そして、本願の指定商品である「つけづめ」の分野においては、簡単に着脱できるつけ爪に「ワンタッチタイプ」の語が使用されており、また、爪の手入れやネイルアートをほどこす美容院を「ネイルサロン」、つけ爪のことを「ネイルチップ」及びつけ爪用の接着剤のことを「ネイルグルー」等と称しており、爪を表す語として「ネイル」の文字が広く使用されていること考慮すると、「ワンタッチネイル」及び「ONE TOUCH NAIL」の文字とを二段に表してなる本願商標は、全体として「簡単に着脱できる爪」ほどの意味合いを容易に理解させるものであるといえる。
そうすると、本願商標をその指定商品に使用した場合、これに接する取引者、需要者は、その構成全体から「簡単に着脱できるつけ爪」であることを把握、理解する、すなわち、商品の品質を認識するにとどまるというのが相当であるから、本願商標は、商品の品質を普通に用いられる方法で表示する標章のみからなる商標といわなければならない。
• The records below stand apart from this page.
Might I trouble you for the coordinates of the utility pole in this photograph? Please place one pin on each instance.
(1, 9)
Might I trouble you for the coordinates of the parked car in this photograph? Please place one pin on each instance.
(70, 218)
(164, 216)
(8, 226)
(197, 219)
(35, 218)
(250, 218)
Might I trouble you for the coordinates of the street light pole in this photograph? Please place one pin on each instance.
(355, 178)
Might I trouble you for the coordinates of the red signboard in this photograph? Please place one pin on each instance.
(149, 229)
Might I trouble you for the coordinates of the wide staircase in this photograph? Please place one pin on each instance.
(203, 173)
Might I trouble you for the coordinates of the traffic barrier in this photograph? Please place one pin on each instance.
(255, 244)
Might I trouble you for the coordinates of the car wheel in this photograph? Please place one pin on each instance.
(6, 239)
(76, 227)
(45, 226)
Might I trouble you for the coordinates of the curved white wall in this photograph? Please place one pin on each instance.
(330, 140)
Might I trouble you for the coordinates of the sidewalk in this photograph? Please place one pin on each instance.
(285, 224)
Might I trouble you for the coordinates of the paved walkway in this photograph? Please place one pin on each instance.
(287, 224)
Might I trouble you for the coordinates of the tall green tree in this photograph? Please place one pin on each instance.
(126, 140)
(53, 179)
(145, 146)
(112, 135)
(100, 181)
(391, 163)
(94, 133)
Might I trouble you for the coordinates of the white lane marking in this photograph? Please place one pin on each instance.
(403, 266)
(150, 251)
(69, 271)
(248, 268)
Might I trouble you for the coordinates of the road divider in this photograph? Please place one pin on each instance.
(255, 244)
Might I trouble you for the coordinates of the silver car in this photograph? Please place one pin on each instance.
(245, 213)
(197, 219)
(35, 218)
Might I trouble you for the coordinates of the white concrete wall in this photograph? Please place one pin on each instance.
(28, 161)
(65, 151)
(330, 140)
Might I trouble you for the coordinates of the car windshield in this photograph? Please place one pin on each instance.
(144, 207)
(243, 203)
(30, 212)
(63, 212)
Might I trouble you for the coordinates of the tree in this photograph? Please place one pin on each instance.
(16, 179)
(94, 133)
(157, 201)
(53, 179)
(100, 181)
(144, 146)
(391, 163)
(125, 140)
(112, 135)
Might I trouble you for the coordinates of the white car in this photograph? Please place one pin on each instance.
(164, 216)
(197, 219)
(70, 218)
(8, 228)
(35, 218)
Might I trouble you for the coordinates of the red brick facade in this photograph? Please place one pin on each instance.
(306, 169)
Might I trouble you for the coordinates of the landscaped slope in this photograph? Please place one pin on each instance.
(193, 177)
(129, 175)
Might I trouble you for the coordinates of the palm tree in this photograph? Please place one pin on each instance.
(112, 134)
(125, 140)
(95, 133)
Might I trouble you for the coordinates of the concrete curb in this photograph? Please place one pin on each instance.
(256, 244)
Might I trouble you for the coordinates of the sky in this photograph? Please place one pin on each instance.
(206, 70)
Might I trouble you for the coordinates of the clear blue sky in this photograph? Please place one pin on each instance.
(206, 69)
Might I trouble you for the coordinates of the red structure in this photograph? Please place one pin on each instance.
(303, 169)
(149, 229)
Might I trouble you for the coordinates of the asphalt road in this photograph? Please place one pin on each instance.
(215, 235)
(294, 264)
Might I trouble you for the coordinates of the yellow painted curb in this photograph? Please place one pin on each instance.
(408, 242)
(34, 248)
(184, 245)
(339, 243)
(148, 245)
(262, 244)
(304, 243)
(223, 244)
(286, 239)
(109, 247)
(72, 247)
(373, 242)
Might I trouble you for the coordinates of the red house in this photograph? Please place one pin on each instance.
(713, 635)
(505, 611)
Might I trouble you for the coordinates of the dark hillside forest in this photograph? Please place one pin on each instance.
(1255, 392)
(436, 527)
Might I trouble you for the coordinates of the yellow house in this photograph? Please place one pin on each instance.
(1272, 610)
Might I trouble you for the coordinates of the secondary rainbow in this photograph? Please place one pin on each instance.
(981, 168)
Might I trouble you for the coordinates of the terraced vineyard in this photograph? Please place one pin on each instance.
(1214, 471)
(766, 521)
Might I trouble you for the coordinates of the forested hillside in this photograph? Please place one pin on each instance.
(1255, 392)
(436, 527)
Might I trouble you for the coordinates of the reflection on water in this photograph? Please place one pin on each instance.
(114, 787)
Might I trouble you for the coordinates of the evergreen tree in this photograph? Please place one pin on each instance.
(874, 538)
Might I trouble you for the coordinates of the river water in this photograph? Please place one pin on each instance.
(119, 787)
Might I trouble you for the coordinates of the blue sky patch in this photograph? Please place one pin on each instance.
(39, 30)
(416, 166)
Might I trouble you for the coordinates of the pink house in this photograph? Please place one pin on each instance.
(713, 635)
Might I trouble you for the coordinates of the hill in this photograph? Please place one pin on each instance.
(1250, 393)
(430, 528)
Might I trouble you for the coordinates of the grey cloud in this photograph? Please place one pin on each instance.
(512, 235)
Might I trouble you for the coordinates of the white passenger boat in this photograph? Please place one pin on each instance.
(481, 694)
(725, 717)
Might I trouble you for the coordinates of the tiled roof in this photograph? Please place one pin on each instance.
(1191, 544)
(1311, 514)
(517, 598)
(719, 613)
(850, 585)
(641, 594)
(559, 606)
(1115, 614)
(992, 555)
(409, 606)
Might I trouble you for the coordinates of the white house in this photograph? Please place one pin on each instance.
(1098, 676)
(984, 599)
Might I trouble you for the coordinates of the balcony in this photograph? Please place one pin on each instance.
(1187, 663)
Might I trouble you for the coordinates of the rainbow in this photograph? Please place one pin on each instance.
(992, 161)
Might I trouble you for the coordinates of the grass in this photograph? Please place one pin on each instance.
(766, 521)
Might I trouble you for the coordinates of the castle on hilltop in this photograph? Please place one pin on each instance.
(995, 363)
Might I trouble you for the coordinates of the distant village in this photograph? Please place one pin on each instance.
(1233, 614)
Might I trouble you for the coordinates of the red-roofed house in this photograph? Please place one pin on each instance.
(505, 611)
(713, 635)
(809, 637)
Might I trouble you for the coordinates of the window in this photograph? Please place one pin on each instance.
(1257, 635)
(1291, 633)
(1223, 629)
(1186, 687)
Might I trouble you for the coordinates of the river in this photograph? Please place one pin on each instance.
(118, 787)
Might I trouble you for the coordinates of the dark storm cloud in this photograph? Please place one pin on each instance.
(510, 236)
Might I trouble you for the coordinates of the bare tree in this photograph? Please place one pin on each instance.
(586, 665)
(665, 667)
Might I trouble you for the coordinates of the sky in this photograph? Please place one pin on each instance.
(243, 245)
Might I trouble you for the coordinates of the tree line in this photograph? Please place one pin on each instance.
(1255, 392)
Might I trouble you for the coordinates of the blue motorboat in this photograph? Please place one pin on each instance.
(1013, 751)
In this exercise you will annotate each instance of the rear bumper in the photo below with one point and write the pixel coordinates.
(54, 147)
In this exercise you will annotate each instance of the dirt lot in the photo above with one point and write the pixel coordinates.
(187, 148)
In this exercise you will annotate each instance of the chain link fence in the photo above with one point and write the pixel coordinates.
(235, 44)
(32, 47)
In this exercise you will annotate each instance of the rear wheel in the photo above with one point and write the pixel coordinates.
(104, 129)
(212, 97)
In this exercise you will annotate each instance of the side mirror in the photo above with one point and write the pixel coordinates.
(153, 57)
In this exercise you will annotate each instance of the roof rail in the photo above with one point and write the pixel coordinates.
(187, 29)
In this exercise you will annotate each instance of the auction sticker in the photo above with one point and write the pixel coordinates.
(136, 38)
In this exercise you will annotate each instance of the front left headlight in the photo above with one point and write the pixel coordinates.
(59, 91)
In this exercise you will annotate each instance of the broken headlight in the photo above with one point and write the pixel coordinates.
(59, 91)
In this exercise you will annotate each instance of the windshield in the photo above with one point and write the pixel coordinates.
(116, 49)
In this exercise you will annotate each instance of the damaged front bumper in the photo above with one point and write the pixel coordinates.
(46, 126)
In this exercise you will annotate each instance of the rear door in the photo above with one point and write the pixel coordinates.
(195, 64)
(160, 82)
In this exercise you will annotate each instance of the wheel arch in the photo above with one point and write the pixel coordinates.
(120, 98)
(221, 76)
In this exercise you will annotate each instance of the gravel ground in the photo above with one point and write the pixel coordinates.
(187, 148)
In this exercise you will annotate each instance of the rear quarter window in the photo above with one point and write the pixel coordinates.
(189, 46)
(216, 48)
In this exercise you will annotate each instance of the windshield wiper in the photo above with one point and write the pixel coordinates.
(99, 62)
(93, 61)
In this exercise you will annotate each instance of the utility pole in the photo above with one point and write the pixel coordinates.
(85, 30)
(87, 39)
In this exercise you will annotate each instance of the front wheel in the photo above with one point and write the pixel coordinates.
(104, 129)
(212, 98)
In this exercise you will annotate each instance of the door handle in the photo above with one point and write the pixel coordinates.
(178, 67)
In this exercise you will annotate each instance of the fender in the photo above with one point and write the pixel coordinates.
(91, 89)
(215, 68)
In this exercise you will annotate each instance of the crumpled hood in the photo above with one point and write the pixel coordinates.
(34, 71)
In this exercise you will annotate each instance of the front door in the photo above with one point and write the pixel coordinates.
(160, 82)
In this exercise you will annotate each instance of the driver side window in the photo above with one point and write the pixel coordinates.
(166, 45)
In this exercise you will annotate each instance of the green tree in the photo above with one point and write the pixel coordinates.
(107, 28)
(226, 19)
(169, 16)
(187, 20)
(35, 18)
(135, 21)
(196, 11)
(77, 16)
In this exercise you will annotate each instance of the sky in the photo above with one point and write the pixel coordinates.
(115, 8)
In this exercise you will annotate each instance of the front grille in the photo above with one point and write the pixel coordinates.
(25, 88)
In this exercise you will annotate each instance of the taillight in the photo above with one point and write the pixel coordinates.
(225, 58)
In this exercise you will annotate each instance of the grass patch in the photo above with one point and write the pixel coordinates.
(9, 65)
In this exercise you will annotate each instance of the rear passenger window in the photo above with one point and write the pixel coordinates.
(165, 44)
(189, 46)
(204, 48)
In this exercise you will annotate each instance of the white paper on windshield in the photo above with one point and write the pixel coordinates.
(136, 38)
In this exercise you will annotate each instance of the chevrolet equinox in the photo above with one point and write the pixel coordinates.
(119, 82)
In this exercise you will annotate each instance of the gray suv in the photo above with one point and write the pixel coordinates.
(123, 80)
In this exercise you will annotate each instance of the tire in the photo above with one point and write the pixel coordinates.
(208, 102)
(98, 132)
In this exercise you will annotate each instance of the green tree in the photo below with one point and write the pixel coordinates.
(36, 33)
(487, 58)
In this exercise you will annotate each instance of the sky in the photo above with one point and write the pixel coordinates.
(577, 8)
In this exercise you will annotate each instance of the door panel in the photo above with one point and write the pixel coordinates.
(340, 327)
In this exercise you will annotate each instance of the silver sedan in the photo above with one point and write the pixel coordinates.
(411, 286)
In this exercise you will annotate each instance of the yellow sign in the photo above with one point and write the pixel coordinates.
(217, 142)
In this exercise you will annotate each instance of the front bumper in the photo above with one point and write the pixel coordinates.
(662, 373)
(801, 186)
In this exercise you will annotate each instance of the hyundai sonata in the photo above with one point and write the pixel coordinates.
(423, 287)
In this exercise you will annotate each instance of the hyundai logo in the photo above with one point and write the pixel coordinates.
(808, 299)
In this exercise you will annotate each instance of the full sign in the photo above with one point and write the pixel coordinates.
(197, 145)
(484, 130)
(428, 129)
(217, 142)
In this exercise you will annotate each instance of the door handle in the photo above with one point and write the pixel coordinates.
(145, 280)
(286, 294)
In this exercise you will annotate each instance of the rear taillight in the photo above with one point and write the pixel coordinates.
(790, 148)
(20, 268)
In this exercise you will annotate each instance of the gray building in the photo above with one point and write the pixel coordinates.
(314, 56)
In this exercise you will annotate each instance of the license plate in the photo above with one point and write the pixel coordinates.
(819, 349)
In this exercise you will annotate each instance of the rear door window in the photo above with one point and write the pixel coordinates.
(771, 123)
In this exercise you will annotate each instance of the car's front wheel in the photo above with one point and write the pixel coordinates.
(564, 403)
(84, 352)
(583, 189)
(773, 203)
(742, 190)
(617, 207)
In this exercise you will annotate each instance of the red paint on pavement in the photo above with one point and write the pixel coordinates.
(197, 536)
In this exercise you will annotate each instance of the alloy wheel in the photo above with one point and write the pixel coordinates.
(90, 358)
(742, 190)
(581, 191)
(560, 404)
よって、本願商標は、商標法第3条第1項第3号に該当する。
(2)商標法第3条第2項該当性について
請求人は証拠を提出したが、本願の指定商品における販売数量や市場の占有率など、その規模を表す具体的な証拠は提出されておらず、さらには、メディア等に取り上げられた回数についても、必ずしも多いものとはいえないばかりか、ほかに請求人が本願商標を使用した商品について、積極的に広告宣伝を行ったという事実を見いだすこともできない。
そうすると、請求人提出の証拠によって、本願商標が、使用をされた結果、需要者が請求人の業務に係る商品として認識するに至っているものということができない。
よって、本願商標は、商標法第3条第2項の要件を具備しない。
◆コメント:
「ワンタッチネイル」または「ONE TOUCH NAIL」の使用実績はないが、「ネイル」の使用実績から商標法第3条第1項第3号に該当すると認められた事案である。
判断に一貫性が欲しいものである。